The EFF shared similar sentiments, saying there are “thousands of young people who have fallen through the cracks due to dire learning conditions and have resorted to a life of alcohol, drug abuse and crime”.

No young person should pursue education through difficult and dehumanising conditions
EFF

“In 2011, when this group of pupils began their grade 1 studies, more than 1.2-million children registered for grade 1. However, the number of pupils who registered for their 2022 matric examinations on a full-time basis was 752,003, meaning more than 500,000 young people  have been lost in the system,” the EFF said.

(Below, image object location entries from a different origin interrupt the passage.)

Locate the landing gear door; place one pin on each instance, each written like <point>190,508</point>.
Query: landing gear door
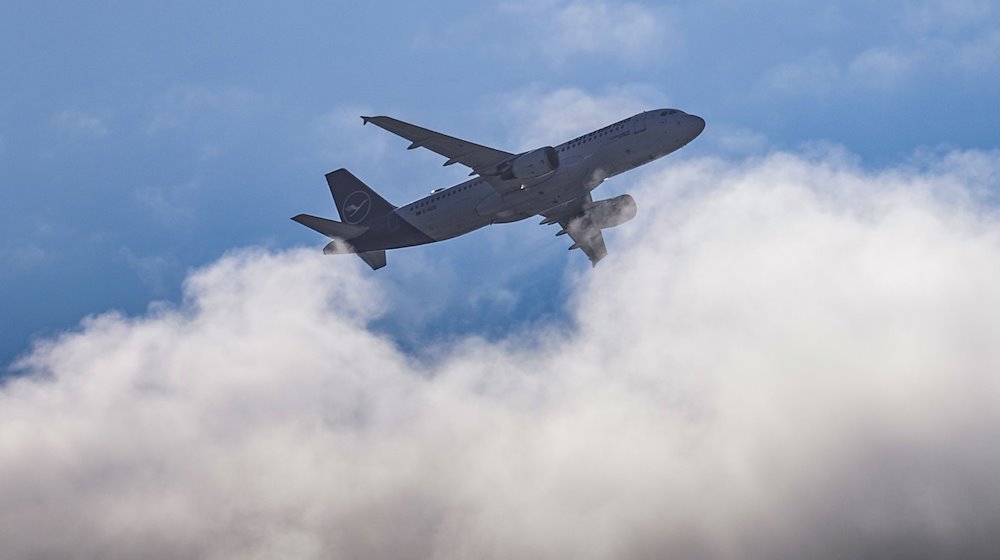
<point>639,123</point>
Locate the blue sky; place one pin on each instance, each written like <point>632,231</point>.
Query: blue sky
<point>139,140</point>
<point>789,352</point>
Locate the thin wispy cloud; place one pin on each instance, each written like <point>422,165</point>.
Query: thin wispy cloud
<point>77,122</point>
<point>786,357</point>
<point>536,116</point>
<point>629,32</point>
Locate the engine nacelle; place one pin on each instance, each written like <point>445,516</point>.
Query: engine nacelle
<point>611,212</point>
<point>532,165</point>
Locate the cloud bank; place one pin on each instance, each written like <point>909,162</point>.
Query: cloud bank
<point>785,357</point>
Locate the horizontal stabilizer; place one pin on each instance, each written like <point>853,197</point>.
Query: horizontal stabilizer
<point>374,259</point>
<point>330,228</point>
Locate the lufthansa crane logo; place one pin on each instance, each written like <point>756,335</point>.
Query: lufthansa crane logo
<point>356,207</point>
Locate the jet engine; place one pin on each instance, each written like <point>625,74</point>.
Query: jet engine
<point>611,212</point>
<point>532,165</point>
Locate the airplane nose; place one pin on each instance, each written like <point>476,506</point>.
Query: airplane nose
<point>696,125</point>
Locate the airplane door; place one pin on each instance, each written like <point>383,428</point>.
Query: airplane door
<point>639,123</point>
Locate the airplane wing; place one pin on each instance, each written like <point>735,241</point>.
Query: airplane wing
<point>481,159</point>
<point>586,236</point>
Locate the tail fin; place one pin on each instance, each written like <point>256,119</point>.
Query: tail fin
<point>356,202</point>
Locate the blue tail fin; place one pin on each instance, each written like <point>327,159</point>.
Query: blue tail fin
<point>356,202</point>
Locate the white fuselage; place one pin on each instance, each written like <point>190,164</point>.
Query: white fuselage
<point>585,162</point>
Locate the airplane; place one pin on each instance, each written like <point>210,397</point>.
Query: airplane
<point>554,182</point>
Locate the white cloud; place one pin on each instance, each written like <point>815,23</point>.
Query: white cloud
<point>783,357</point>
<point>628,31</point>
<point>169,204</point>
<point>76,122</point>
<point>152,270</point>
<point>814,75</point>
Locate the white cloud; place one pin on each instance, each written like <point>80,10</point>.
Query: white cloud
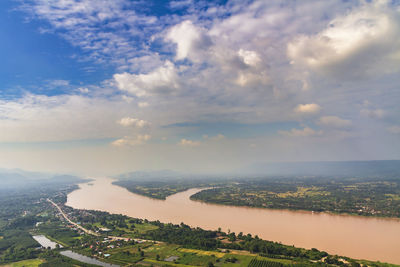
<point>143,104</point>
<point>191,143</point>
<point>190,40</point>
<point>250,58</point>
<point>308,108</point>
<point>373,113</point>
<point>84,90</point>
<point>164,79</point>
<point>132,141</point>
<point>306,131</point>
<point>334,121</point>
<point>362,42</point>
<point>395,129</point>
<point>128,121</point>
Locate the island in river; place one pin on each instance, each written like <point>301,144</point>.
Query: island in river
<point>353,236</point>
<point>87,237</point>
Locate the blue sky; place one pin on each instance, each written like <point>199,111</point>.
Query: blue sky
<point>198,86</point>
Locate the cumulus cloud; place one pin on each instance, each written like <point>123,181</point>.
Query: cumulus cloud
<point>365,41</point>
<point>128,121</point>
<point>395,129</point>
<point>373,113</point>
<point>132,141</point>
<point>306,131</point>
<point>162,80</point>
<point>191,40</point>
<point>190,143</point>
<point>143,104</point>
<point>308,108</point>
<point>334,122</point>
<point>250,58</point>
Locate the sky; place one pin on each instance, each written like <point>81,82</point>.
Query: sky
<point>100,87</point>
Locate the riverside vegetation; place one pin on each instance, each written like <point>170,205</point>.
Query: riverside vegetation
<point>367,196</point>
<point>130,241</point>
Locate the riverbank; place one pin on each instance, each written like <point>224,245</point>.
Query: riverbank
<point>366,238</point>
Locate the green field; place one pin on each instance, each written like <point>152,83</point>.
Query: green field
<point>25,263</point>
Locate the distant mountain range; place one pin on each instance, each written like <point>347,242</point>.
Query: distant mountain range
<point>376,168</point>
<point>12,178</point>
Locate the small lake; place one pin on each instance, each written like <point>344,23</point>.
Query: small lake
<point>346,235</point>
<point>85,259</point>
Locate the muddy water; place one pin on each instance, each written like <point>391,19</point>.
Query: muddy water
<point>352,236</point>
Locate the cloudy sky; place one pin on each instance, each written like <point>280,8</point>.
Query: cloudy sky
<point>102,87</point>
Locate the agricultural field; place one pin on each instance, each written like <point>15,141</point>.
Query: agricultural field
<point>25,263</point>
<point>358,196</point>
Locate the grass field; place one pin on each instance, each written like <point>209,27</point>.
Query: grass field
<point>25,263</point>
<point>202,252</point>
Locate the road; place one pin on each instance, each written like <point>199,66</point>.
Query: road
<point>90,232</point>
<point>71,222</point>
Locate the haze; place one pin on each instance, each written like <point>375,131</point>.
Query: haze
<point>106,87</point>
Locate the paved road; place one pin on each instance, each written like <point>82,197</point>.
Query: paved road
<point>115,238</point>
<point>71,222</point>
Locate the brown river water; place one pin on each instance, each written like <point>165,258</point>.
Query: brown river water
<point>346,235</point>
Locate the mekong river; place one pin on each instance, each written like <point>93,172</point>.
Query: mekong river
<point>352,236</point>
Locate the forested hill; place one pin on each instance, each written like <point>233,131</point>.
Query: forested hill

Noting the “long overdue release” of matric results, the EFF said the class of 2022’s achievement was commendable, considering  it “came in the face of poor service delivery, perennial infrastructure problems and crippling electricity blackouts”.

“This feat by these young people, particularly those who have not been afforded the luxuries that come with the separate development entrenched by the Independent Examination Board (IEB), is both inspiring and saddening, as no young person should pursue education through difficult and dehumanising conditions.”

The red berets slammed the education department for being “boastful about the resilience, courage and perseverance of a youth that has largely been deprived of an environment conducive to teaching and learning”. 

“Many young people undertake a 12-year journey of pure hardship when they enter the schooling system in which they cross rivers, walk long distances, endure physical and sexual harassment by corrupt teachers, use pit toilets and are cramped in overcrowded classes,” the EFF said.

President Cyril Ramaphosa joined the celebrations and offered his congratulations to the matric class of 2022 for “outstanding individual and collective performances” despite challenges brought about by two years of the Covid-19 pandemic, load-shedding and a period of unrest.

“We must all work together to build a society where pupils are not measured only by their resilience in testing times but where they can fulfil their potential in conducive conditions,” he said.

Despite the challenges, Ramaphosa said the 2022 matriculant cohort constitutes a green light for the country’s education system which vindicates the “extensive and unwavering investment” made by government in education during nearly 30 years of freedom.

“Through their commendable performance, [they] have made our future more hopeful, a future in which this generation of young South Africans will take our country to new heights.”